Par la grâce de D.ieu,
10 Tamouz 5716,
Brooklyn,
Je vous salue et vous bénis,
J’ai reçu, avec surprise, ta lettre de la veille du Chabbat, dans laquelle, après avoir fait le récit de ta vie, tu parviens à la conclusion, présentée comme une évidence, que le seul moyen dont tu disposes pour t’installer dans la vie est d’étudier l’anglais, puis la chimie. C’est uniquement dans ce cas que tu pourras placer ta confiance en D.ieu et trouver ta place.
Tout ceci montre à quel point le mauvais penchant est capable de tromper l’homme, alors que, dans tout ton entourage, il n’est pas une seule personne qui ait suivi ce chemin.

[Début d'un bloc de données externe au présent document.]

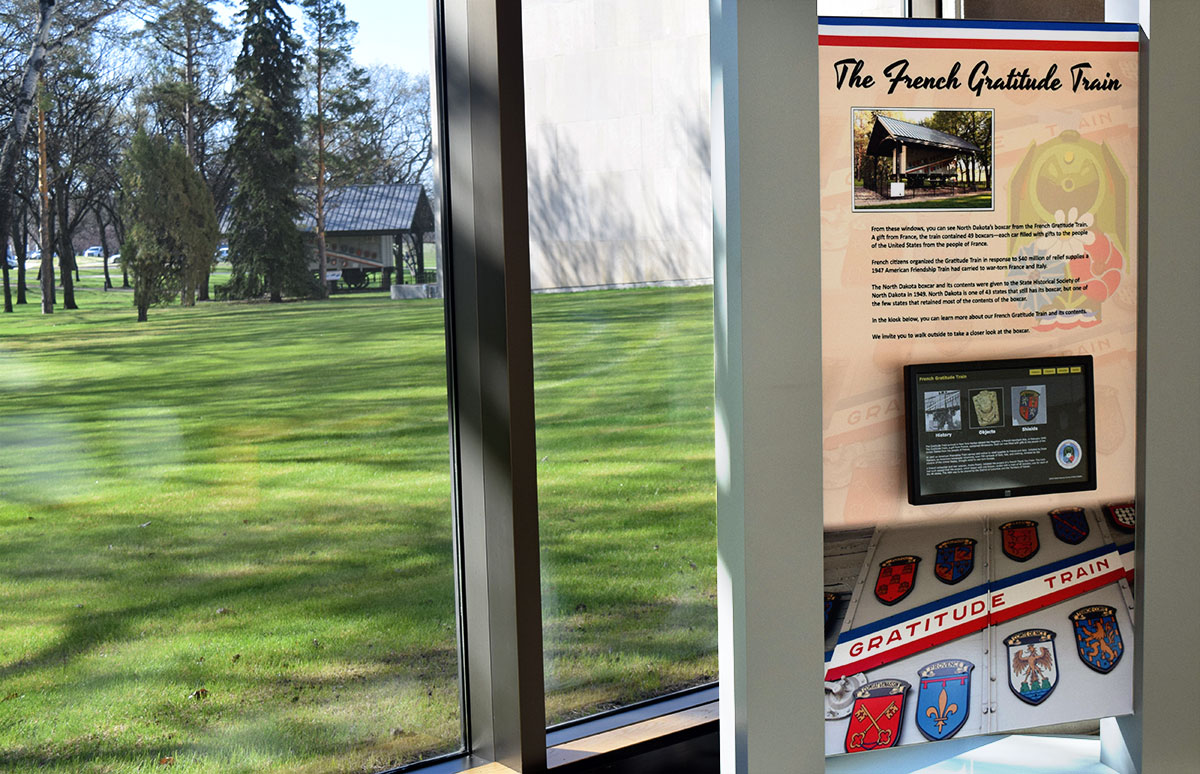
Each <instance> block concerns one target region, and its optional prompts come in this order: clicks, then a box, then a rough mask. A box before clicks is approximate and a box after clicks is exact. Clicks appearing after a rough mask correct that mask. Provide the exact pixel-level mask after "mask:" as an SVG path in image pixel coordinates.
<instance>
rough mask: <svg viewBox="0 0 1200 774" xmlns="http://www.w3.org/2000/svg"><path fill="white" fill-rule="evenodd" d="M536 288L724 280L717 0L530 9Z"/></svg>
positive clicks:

Comment peux-tu donc imaginer qu’il en soit ainsi, bien plus prendre la ferme décision que tous les autres chemins ne sont pas pour toi, que seule cette nouvelle voie t’assurera une bonne situation ? Et, tu précises que ce sera le cas également dans le domaine spirituel !
Bien sûr, tu dis aussi que, si un miracle particulier se produit, tu pourras t’installer d’une autre manière. Il est bien évident que ce que tu écris à propos de cet élève de la Yechiva ne confirme nullement tes paroles. Ce jeune homme provient d’un tout autre milieu et, même s’il consacre quelques heures par jour aux études séculaires, puisse D.ieu faire que ton enthousiasme pour ces études ne soit pas plus grand que le sien et que ton ardeur à l’étude de la ‘Hassidout soit aussi grande que la sienne, que tu avances sur le droit chemin, comme il le fait lui-même, d’année en année.
Concrètement, il est dit, de toi comme de tous les autres Juifs, que “ celui qui dit ne pas avoir fait des efforts et avoir connu le succès, ne le crois pas ”. Il est dit aussi, de toi comme de tous les autres Juifs, que “ nul ne sait comment il gagnera sa vie ”, comme l’explique Iguéret Ha Kodech, au chapitre 22. Ceci permet d’écarter tous les calculs, d’autant que tu veux suivre une voie que nul n’a empruntée, dans le milieu où tu évolues. Tu n’imagines même pas les épreuves que tu devras affronter, les difficultés auxquelles sont confrontés les jeunes gens comme toi pour trouver une place.
Tu dis n’éprouver aucun plaisir à telle chose et à telle autre chose. Ceci évoque quelqu’un qui dirait avoir plaisir à jeûner et éprouver du dégoût pour les plats succulents. La volonté entêtée, contre toute logique, peut aussi, à terme, aboutir à cela.
Je ne sais pas qui t’a suggéré cette idée étonnante et douloureuse, ni pourquoi tu ne vois pas à quoi elle aboutit. Si tu veux te fier à mon avis et à mon conseil, abandonne donc toutes ces idées de carrière, étudie uniquement la partie révélée de la Torah et la ‘Hassidout, avec constance et ardeur, pendant encore trois ou quatre ans. Si tu le fais, je suis convaincu que tu t’installeras comme il convient, que tu gagneras ta vie, matériellement et spirituellement. Bien évidemment, il ne faut t’abuser, te convaincre toi-même que tous les autres te veulent du mal et ne recherchent pas ton bien.